Procuring sustainability instruments
As companies try to meet the Paris Agreement goals, many are finding they cannot meet emissions goals through their own operations or in Scope 3 emissions collaboration with their suppliers. To meet these goals, companies are resorting to purchasing instruments such as renewable energy certificates (RECs), green power purchases (PPAs), and energy efficiency certificates (EECs). Purchasing these instruments will require an understanding of the valuation of these instruments, as well as an understanding of their effectiveness and environmental integrity in meeting sustainability goals.
There is ongoing debate about the effectiveness of these instruments in actually offsetting emissions. There is constant scrutiny of the companies that sell these instruments. Some are viewed as greenwashers, i.e., companies that create a false impression about how environmentally sound their products are. Category managers in this area are relatively new, so upskilling will be critical in this area. As companies, especially in heavy materials industries, start approaching their target dates for emissions reduction, the instruments will become more important in helping meet any shortfalls in net-zero or decarbonization commitments. More importantly, companies will need to ensure that the instruments meet the decarbonization goals they purport to meet.

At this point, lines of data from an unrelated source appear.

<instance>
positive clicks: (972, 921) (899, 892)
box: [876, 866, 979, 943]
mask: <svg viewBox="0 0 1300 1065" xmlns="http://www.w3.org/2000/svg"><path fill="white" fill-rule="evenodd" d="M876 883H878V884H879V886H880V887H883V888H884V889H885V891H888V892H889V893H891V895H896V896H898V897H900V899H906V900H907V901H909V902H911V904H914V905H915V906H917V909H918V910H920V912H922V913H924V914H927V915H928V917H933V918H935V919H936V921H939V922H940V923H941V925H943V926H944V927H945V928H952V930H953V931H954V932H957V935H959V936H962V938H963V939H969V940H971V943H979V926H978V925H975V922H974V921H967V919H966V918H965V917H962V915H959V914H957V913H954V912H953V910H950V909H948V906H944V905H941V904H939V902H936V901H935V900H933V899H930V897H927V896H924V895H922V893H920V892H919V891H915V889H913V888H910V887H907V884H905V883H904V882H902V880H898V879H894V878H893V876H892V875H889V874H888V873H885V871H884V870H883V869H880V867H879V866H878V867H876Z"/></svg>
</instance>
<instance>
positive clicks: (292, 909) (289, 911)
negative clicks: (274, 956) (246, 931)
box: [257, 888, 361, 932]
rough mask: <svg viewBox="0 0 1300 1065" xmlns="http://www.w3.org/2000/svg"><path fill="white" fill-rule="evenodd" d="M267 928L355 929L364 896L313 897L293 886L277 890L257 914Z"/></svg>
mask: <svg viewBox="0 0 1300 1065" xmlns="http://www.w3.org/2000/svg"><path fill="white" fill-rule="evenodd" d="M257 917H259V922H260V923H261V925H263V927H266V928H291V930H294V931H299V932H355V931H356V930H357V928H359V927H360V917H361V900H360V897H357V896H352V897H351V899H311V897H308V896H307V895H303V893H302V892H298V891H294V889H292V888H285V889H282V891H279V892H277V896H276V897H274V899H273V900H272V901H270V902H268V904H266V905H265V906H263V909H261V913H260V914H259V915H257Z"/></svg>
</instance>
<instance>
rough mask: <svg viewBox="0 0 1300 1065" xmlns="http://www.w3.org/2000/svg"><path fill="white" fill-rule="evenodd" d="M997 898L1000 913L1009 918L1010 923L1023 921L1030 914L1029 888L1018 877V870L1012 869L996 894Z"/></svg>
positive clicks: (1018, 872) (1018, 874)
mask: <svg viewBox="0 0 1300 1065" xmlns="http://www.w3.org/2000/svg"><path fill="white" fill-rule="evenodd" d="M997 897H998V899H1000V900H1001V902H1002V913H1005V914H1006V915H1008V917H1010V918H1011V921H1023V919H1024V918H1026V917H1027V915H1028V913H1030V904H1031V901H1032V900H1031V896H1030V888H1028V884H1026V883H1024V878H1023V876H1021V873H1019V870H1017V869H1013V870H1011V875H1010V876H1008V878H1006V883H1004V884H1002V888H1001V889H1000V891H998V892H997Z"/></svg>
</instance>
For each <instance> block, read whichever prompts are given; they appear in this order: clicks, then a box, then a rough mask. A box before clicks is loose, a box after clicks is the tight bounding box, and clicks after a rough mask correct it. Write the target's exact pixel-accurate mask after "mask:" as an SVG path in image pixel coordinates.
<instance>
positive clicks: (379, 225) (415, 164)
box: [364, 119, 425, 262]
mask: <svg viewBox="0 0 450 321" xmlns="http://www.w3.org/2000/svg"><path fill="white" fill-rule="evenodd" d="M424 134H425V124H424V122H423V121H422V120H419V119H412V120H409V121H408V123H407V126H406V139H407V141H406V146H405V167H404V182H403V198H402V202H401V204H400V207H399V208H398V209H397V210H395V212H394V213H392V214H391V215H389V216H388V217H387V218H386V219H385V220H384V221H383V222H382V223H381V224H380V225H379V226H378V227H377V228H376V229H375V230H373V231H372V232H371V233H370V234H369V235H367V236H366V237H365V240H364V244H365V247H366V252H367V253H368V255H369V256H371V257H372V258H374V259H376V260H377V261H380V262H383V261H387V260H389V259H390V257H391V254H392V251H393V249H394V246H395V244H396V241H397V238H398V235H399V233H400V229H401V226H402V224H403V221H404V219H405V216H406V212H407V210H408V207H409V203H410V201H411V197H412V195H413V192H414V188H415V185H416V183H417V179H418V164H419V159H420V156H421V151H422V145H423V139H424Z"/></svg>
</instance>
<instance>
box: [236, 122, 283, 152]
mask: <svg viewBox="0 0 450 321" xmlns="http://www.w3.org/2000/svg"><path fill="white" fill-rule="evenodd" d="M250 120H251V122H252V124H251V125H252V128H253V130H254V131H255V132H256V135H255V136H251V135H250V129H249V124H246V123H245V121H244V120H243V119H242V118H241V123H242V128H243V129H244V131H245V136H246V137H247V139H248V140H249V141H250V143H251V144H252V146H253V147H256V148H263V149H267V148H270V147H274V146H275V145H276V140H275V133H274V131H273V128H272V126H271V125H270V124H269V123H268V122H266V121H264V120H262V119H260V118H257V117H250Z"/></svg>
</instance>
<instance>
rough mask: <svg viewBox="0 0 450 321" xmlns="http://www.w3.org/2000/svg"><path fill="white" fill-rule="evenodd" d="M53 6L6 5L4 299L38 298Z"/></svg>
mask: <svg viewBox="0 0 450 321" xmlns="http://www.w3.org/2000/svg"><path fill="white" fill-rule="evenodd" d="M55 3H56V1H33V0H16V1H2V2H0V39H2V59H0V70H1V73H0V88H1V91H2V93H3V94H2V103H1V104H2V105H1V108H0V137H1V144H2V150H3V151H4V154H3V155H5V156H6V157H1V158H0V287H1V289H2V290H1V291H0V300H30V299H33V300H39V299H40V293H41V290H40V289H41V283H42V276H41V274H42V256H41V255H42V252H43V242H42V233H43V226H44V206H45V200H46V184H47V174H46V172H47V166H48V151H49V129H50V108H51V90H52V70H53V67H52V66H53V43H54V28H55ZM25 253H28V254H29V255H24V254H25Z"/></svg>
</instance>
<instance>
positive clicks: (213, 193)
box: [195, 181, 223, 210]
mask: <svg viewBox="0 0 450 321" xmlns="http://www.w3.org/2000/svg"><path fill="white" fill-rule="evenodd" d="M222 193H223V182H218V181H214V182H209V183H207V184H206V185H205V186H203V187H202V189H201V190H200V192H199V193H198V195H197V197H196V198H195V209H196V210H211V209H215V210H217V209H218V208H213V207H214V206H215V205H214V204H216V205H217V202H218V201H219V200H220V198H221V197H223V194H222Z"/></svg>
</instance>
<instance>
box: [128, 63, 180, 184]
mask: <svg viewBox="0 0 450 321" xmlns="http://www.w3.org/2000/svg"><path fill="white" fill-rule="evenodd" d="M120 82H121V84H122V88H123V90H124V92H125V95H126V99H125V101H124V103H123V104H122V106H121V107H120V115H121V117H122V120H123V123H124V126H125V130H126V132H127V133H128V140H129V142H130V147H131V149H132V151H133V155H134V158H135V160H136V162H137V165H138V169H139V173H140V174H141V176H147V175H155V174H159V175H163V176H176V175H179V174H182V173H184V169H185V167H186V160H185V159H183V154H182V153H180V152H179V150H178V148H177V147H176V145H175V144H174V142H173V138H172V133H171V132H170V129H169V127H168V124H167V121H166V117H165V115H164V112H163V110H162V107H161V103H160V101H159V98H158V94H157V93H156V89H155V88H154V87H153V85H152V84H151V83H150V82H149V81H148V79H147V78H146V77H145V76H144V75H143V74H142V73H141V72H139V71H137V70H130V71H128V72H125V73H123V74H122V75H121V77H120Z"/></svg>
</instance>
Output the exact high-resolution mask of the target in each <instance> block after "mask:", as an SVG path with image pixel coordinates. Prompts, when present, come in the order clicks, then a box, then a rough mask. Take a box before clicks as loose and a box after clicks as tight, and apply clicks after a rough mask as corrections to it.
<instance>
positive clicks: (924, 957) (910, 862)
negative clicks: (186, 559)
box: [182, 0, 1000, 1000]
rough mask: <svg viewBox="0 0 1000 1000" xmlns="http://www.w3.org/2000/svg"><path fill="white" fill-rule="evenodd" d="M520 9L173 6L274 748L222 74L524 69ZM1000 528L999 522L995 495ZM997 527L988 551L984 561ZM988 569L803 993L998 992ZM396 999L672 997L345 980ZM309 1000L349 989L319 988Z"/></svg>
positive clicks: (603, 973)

Managing the green premium in procurement
Many companies that have attained sustainability brand equity charge a “green premium” for their products and services. These premiums may reflect underlying costs of new sustainable technologies and solutions, but sometimes they are only a result of the market perception. As enterprises transition to purchasing sustainable products and services, it is the CPO’s role to minimize these green premiums and drive competition in sustainable markets.
To drive down green premiums, CPOs must understand the cost factors that drive final price and develop sourcing strategies to drive down costs. These strategies include leveraging supplier collaboration for innovation, complexity reduction and strategic alliances. The CPO’s success will increasingly be measured by how well they develop alliances and collaboratively innovate to develop affordable sustainable products and services.
Supplier development to meet sustainability targets
In assessing company sustainability programs, I have often seen companies forget that their success is intrinsically tied to that of their suppliers. In the transition to Industry 4.0 for example, many companies have implemented leading tools to provide real-time visibility and intelligence — but their success is often hampered by bottleneck suppliers, many of whom are still operating on legacy systems with little visibility to their upstream or downstream supply chain.
To be successful in driving sustainability in their own enterprises, CPOs must also partner with suppliers to drive their downstream sustainability. In Scope 3 emissions for example, suppliers feel like they keep getting the short end of the stick by being instructed to reduce their emissions without any direction or help. Small suppliers especially struggle with how to effectively meet Scope 3 emissions reduction goals without the resources needed to understand their footprint.
It is incumbent on CPOs to ensure suppliers have the support they need to meet company emissions reduction targets and other sustainability targets by working collaboratively, for example in specifications management.